Lobotomist Walter Freeman after deep sea fishing in Florida, 1940

Freeman’s racial attitudes were complicated. As president of the Medical Society of the District of Columbia during the late 1940s, he worked hard to change the organization’s by-laws to allow it to admit African American physicians as members. Yet Freeman held peculiar beliefs about the psychological make-up and social influences of people of color, and these affected his treatment of patients.

He believed, for instance, that African American psychiatric patients, especially women, were among the best candidates for lobotomy because of what he called “the greater family solidarity manifested by these people.” Freeman meant that in his opinion black families were more likely to give their relatives who survived lobotomy devoted post-operative care. In addition, he was impressed by the results lobotomy produced among black patients. At the West Virginia state hospital in Lakin, Freeman operated on many African American patients in 1952 and was happy when he returned “a week or so after operating upon twenty very dangerous Negroes and found fifteen of then sitting under the trees with only one guard in sight,” he wrote.

Freeman in 1951 volunteered to experimentally use his transorbital lobotomy technique on black patients at the Veterans Administration hospital in Tuskegee, Alabama. When a neurosurgeon on staff protested, though, the Veterans Administration banned the use of this procedure at this hospital, and in the words of Freeman’s fellow lobotomist William Sargant, the “whole Negro-rescue plan had to be cancelled.”

At the same time, women disproportionately became targets for lobotomization. Of Freeman’s first twenty psychosurgery patients, seventeen were women. From the 1940s through the mid-1950s, men slightly outnumbered women as patients in state hospitals, yet female patients made up about 60 percent of those who underwent lobotomy. A preponderance of women suffering from depression and other affective disorders may be partly responsible, but agitated and boisterous behavior in women was less acceptable to doctors of Freeman’s time than the same behavior in men. Many psychiatrists believed it was easier to return women after operation to a life of domestic duties at home than it was to post-operatively rehabilitate men for a career as a wage earner.

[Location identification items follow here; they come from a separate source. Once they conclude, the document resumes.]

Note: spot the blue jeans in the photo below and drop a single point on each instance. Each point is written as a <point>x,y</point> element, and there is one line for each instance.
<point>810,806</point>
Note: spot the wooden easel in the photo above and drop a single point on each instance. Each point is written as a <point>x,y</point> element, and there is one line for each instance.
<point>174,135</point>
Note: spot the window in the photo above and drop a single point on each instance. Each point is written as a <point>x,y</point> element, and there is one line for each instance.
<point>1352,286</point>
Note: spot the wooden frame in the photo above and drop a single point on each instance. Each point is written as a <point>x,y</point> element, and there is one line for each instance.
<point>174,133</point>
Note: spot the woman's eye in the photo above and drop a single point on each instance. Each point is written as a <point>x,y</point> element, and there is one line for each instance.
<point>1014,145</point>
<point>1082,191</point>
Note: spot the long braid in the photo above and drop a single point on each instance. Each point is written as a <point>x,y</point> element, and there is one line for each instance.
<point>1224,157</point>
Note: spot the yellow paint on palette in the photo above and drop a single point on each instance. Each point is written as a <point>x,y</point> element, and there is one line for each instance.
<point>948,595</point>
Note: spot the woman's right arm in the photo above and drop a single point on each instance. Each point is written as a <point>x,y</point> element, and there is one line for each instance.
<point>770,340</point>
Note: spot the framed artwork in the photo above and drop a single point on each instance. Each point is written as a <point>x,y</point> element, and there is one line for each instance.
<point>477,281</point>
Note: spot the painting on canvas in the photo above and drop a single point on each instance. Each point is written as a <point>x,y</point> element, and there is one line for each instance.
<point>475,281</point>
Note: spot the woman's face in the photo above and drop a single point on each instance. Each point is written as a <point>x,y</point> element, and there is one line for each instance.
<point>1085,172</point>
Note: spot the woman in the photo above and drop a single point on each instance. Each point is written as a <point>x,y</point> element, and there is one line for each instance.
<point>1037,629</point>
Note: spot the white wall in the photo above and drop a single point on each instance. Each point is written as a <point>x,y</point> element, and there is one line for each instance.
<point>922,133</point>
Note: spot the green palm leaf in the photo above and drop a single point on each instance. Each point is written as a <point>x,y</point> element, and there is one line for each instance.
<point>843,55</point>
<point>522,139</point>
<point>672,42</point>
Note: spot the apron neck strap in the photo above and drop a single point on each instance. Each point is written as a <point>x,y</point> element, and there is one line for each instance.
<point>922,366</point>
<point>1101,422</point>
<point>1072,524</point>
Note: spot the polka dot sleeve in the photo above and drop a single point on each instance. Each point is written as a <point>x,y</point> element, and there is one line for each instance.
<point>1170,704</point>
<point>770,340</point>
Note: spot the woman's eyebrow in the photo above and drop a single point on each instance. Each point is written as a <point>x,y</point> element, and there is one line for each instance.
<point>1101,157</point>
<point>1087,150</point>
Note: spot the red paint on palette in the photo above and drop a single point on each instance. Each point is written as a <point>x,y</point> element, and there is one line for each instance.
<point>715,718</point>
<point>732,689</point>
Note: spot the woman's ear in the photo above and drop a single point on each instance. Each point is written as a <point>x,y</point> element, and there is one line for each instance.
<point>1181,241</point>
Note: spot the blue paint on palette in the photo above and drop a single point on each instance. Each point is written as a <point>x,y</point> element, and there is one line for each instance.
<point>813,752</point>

On people of all races and genders, Freeman and his fellow practitioners of lobotomy began performing fewer of the operations after the introduction of psychoactive medications in the U.S. in 1954. When Freeman died in 1972 — remaining a believer in lobotomy to the very end — only a small number of the operations were still being given anywhere.

Further reading:

El-Hai, Jack. The Lobotomist: A Maverick Medical Genius and His Tragic Quest to Rid the World of Mental Illness. (Wiley, 2005)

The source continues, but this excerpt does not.